In this village, where almost 90 per cent of population are either share-croppers or daily-wage workers, online classes are an urban privilege. Khushabu says most parents cannot afford smartphones and Internet connectivity is poor as well – reasons which have widened the urban-rural learning gap.

“The parents’ concerns are genuine. Most parents cannot afford smartphones. Besides, Internet connection is very poor. We wish to make a WhatsApp group for students but for poor net connectivity,” says the 34-year-old teacher.

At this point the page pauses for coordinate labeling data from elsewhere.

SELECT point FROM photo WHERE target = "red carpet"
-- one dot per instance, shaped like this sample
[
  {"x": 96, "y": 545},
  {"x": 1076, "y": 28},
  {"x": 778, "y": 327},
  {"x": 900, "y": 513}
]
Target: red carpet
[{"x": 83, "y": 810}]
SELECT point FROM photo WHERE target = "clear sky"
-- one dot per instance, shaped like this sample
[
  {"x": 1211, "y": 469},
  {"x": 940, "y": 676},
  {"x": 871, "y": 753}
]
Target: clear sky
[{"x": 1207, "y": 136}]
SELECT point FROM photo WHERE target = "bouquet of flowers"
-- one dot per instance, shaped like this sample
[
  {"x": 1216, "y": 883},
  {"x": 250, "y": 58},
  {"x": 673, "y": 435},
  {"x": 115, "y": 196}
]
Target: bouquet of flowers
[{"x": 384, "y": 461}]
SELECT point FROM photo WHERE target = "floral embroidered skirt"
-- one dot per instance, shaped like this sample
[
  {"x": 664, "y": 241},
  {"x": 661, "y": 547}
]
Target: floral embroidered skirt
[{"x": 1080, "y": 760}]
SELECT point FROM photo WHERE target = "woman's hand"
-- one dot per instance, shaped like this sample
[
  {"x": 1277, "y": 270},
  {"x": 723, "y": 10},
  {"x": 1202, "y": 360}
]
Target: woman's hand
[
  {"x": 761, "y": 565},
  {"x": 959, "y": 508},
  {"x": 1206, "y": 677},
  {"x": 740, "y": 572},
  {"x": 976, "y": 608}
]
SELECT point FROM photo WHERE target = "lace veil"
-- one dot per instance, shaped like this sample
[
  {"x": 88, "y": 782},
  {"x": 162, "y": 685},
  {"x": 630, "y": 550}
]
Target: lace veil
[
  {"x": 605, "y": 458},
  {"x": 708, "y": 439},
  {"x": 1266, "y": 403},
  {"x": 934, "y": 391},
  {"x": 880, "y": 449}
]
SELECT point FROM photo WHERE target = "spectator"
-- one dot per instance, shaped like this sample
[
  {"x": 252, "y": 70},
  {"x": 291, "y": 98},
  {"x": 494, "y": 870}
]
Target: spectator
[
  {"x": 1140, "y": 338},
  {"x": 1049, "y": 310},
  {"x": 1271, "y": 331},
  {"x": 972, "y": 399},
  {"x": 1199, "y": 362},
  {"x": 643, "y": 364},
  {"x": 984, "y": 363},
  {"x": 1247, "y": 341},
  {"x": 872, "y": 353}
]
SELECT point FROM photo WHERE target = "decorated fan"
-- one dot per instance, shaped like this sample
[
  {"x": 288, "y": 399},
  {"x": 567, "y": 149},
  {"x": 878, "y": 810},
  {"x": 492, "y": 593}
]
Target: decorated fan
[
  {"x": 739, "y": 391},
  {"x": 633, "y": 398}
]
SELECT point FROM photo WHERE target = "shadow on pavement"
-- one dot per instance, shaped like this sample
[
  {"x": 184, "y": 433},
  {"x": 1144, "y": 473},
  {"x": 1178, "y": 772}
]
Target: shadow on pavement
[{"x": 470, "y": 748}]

But she is happy with increasing awareness among her girl students. “I, as a teacher, am very happy that girls find out ways to seek guidance from us even when their guardians are barely taking any initiative,” says Khushabu, mother of a 5-year-old boy. “Girls have been also instrumental in encouraging boys to approach teachers.”

Yet, there is a long way to go. As the school remains closed, less than 10 per cent of the 392 students have reached out to the teachers. In the pre-Covid days, attendance used to be fairly good at 70-75 per cent.

According to Khushabu, the schooling programme on national broadcaster Doordarshan could be put to better use. “There can be better use of ‘Mera Doordarshan, Mera Vidyalaya’ programme to spread more awareness among students and parents. Although we are asked to give feedback on the courses being taught on Doordarshan in these Covid days, the onus is on the students to make it successful,” she says. Three of her students – Ambika Kumari, Barsha Kumari and Asha Kumari – nod in agreement.

Ambika, however, says education through television is one-way. “Such courses are only fillers and can be a good top-up to regular classes. We need buzzing classes all over again. We miss school, teachers, their care and reprimands,” says the 13-year-old, whose father Ashok Kumar Singh is a provision store owner.

She is eager to enter class again.

Several parents and guardians suggest the teachers should take classes in batches of 10 on rotation.

Some parents want to know when Covid vaccine would be ready for the children. Though most villagers do not use masks, they want all the children vaccinated soon so that regular schooling resumes without any worries.

Headmaster Thakur says, “It does not look nice that we come to school but are not allowed to teach. We are also keen on resuming teaching.”